FPA is a Los Angeles-based fund manager investing US$29 billion across several strategies. The company’s high-profile FPA Crescent fund is run by value investor Steve Romick. The fund has matched the performance of the S&P 500 but with much lower drawdowns. It has achieved this by maintaining a significant cash position in the fund and investing that cash counter-cyclically.
FPA Crescent’s developed Asia portfolio includes the following stocks:
The common theme among most of these stocks is that they trade far below the value of their underlying parts. LG Corp, Samsung C&T, SoftBank, Swire Pacific A all trade far below typical sell-side estimates of net asset value per share. But I struggle to see any catalysts for revaluation.
Korean video game producer Nexon focuses on massively multiplayer online games, primarily on PC. Its game franchises include Dungeon Fighter Online and Maple Story. While the company has been slow in the transition to mobile, the company is now catching up. FPA Crescent purchased its shares before 2019 and has been selling into strength. Today, the stock trades at 13x EBITDA.
Japanese medical device company Olympus is a margin expansion bet. San Francisco-based activist investor ValueAct took a stake and reshuffled the board in 2019 in the hope of increasing the operating margin from 10% to over 20%. Since then, the EV/Sales multiple has increased from roughly 2x sales to 4x sales. By now, FPA Crescent has already sold nearly half of its stake.

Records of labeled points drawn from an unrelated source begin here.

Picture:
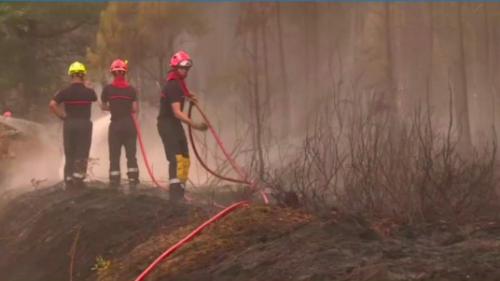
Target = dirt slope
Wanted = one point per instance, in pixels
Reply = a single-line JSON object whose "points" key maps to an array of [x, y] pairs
{"points": [[38, 229], [256, 243]]}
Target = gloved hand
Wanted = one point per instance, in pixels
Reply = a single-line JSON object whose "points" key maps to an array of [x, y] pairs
{"points": [[201, 126]]}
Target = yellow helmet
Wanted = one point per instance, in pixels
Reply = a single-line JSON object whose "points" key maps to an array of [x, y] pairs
{"points": [[77, 67]]}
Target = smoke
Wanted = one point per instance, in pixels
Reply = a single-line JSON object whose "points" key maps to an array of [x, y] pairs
{"points": [[33, 155]]}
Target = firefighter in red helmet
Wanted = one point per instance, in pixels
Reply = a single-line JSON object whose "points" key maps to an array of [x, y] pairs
{"points": [[173, 95], [121, 100]]}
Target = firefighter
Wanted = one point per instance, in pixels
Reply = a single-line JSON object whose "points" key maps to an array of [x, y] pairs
{"points": [[121, 100], [173, 96], [77, 128]]}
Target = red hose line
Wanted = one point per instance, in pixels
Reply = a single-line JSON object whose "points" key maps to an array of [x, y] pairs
{"points": [[143, 151], [200, 160], [231, 160], [148, 165], [189, 237]]}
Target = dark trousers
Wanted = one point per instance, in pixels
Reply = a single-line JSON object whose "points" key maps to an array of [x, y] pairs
{"points": [[122, 133], [77, 137], [177, 153]]}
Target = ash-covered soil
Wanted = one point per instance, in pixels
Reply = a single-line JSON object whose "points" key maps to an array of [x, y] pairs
{"points": [[38, 231]]}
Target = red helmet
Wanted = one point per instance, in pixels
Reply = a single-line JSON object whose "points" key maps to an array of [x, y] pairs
{"points": [[181, 59], [119, 65]]}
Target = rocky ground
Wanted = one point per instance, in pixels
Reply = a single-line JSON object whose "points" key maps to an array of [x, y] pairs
{"points": [[108, 235]]}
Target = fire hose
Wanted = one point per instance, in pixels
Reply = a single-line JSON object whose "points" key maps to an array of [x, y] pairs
{"points": [[224, 212]]}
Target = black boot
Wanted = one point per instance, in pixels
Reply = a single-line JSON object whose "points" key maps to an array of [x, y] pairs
{"points": [[176, 192], [114, 181]]}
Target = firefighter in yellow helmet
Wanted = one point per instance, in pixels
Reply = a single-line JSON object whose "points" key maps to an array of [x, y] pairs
{"points": [[77, 128]]}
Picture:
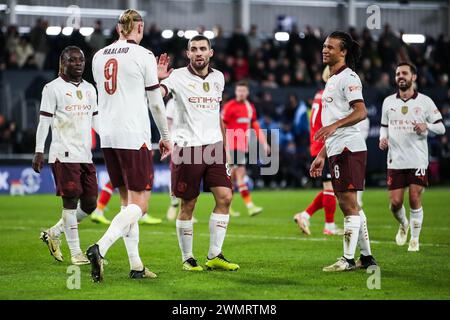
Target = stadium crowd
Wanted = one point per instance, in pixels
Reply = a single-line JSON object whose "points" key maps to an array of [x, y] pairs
{"points": [[265, 63]]}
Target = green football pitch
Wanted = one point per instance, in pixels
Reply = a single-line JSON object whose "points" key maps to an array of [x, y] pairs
{"points": [[277, 262]]}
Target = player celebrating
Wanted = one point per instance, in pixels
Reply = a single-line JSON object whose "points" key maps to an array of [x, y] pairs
{"points": [[343, 107], [69, 107], [325, 198], [239, 115], [198, 130], [406, 118], [127, 83]]}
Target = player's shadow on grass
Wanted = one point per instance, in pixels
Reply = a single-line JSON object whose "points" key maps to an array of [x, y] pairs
{"points": [[256, 281]]}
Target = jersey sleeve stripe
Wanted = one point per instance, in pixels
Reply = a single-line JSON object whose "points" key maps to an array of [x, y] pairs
{"points": [[355, 101], [46, 114], [156, 86]]}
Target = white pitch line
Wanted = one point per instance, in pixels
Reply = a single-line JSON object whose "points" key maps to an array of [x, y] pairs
{"points": [[248, 236]]}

In emerging Asia, FPA Crescent owns Alibaba and Baidu. Knowing how sell-side typically values these companies, I suspect that FPA is attracted to the large discounts to their sum-of-their-parts valuations. Baidu might conceivably also benefits from the regulatory tear-down of “walled gardens” within China’s Internet universe.
Harding Loevner Emerging Markets Equity
Harding Loevner is an American mutual fund group focusing on global investments. I pay the greatest attention to the company’s Emerging Markets Equity fund, which invests across Latin America, the CIS, Africa and Asia.

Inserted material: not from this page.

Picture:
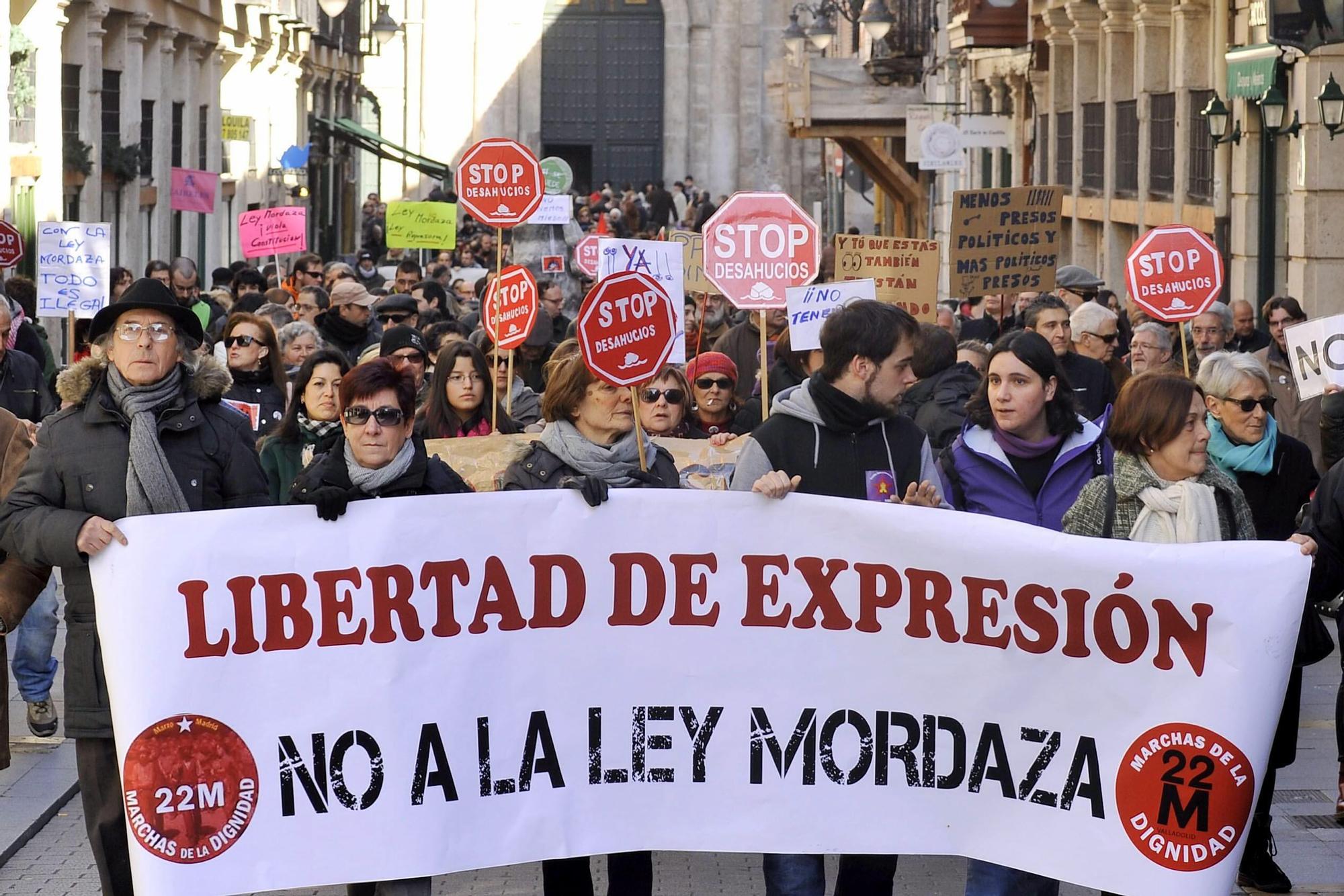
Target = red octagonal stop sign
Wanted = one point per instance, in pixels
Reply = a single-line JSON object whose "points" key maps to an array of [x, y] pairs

The fund's performance in US Dollars has been more or less in line with the index.
Judging from the portfolio composition of the Emerging Markets Equity Fund in their 3Q21 letter, it looks like the fund is hugging the index. The portfolio is conventional, with significant positions in TSMC, Samsung Electronics, Alibaba and Tencent. Those positions have most likely been justified by their large MSCI Emerging Markets Index weights.

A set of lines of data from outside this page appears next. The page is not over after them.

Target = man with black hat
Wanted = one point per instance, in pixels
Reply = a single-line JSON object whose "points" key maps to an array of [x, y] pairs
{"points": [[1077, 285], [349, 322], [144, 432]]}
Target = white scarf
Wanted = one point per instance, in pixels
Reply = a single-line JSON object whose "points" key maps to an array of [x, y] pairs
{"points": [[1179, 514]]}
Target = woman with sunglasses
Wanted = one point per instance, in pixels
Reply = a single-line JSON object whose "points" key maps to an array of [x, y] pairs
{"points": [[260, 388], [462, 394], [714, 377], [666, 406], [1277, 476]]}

What does stand out in the portfolio is South Korean consumer goods company LG Household & Health. What makes LG H&H unique in a Korean context is the company’s shareholder-friendly CEO Suk Cha, whose capital allocation has been excellent. At a P/E ratio of 19x, the stock trades at the lower end of its historical range. LG Household & Health’s preferred shares trade at an even lower multiple.
ASM Pacific has often been seen as the ugly duckling between lithography giant ASML and itself. ASM Pacific focuses on assembly and packaging machines for semiconductors, an industry that has historically been seen as low-margin and commoditised. But perhaps that will change as the front end increasingly struggles to scale geometry and packaging becomes the new frontier in semiconductor development. The stock trades at 15x P/E on normalised margins.
Korean home appliance company Coway also stands out. Coway focuses on water filters, air filters and related appliances. But it’s not a normal home appliance manufacturer - what makes Coway unique is that it is essentially a subscription business. Customers rent the equipment for tens of USD per month and typically replace the equipment after a few years. The business model seems to work as churn remains low at around 1% per month. Coway trades at a forward P/E of 11x despite stable recurring revenues and a historical median P/E of 19x.